Facenet and face clustering
David Sandberg's FaceNet and MTCNN are packaged for easy video processing. Easily detect faces, generate Facenet embeddings and save extracted information to .csv files. Tools for clustering and visualization based on HDBSCAN, umap, etc may help prepare data for additional Facenet training or for other supervised deep learning models. Or they could be used to tackle face identification tasks directly. Read blog post for more details.
For ease of use, pip package is available as follows:
pip install video_facenet
- Clone repo
- cd to base directory
- install requirements :
pip install -r requirements.txt
- Python 3.5+
- OpenCV library
Some other packages were used, primarily for clustering and data visualization: pandas, scikit-learn, seaborn, etc. Could be useful, but may be redundant in some applications.
To process video file:
from video_facenet.pipelines import process_video process_video(video_path=video_path, model_path=model_path, start=10, suffix="video_name", batch_size=64, end=None)

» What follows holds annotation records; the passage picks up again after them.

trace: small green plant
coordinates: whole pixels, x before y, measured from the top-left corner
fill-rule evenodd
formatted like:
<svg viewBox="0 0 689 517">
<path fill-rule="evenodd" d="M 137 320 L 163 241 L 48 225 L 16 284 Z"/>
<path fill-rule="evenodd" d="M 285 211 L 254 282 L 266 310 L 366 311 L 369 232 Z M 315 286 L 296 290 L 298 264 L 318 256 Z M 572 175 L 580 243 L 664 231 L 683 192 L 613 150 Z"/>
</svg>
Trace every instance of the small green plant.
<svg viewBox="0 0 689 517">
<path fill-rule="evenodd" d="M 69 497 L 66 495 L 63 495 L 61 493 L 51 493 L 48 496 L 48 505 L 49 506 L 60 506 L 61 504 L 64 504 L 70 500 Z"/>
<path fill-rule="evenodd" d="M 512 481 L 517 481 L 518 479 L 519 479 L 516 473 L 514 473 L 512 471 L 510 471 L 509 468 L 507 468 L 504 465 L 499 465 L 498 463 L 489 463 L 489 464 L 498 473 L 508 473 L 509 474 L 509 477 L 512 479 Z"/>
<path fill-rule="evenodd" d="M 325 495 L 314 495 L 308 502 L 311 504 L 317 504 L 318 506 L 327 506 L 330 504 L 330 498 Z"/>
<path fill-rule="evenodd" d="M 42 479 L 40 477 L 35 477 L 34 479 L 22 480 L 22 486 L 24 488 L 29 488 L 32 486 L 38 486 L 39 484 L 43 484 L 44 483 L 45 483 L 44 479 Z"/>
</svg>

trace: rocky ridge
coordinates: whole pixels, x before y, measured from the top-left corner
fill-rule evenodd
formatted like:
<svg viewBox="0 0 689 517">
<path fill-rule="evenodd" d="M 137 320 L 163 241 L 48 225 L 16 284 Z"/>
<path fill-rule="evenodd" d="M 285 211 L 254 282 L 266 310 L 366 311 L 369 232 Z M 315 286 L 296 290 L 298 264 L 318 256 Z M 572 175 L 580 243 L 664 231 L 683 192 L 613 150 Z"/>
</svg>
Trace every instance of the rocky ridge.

This function call could be used to process selected video file, starting at frame # 10. Bounding boxes, landmarks, and embeddings are saved into bounding_box_video_name.csv,landmarks_video_name.csv, and embeddings_video_name.csv files respectively.
video_facenet.cluster_analysis contains functions for clustering and data visualization/analyses. The video.py file in the root repository provides example how to read parameters from task.yaml file and conduct clustering, visually explore extracted images, and save clustered images into subdirectories (with file paths conforming to data/suffix/frames-or-images/cluster-id/probability_frame-id_closest-cluster0_closest-cluster1.jpg scheme)
Models and other resources
Original Facenet TensorFlow implementation as well as pre-trained models and datasets could be found in David Sandberg's github repository. Repository Facial-Recognition-and-Alignment contains many utilities, models and links which were quite helpful.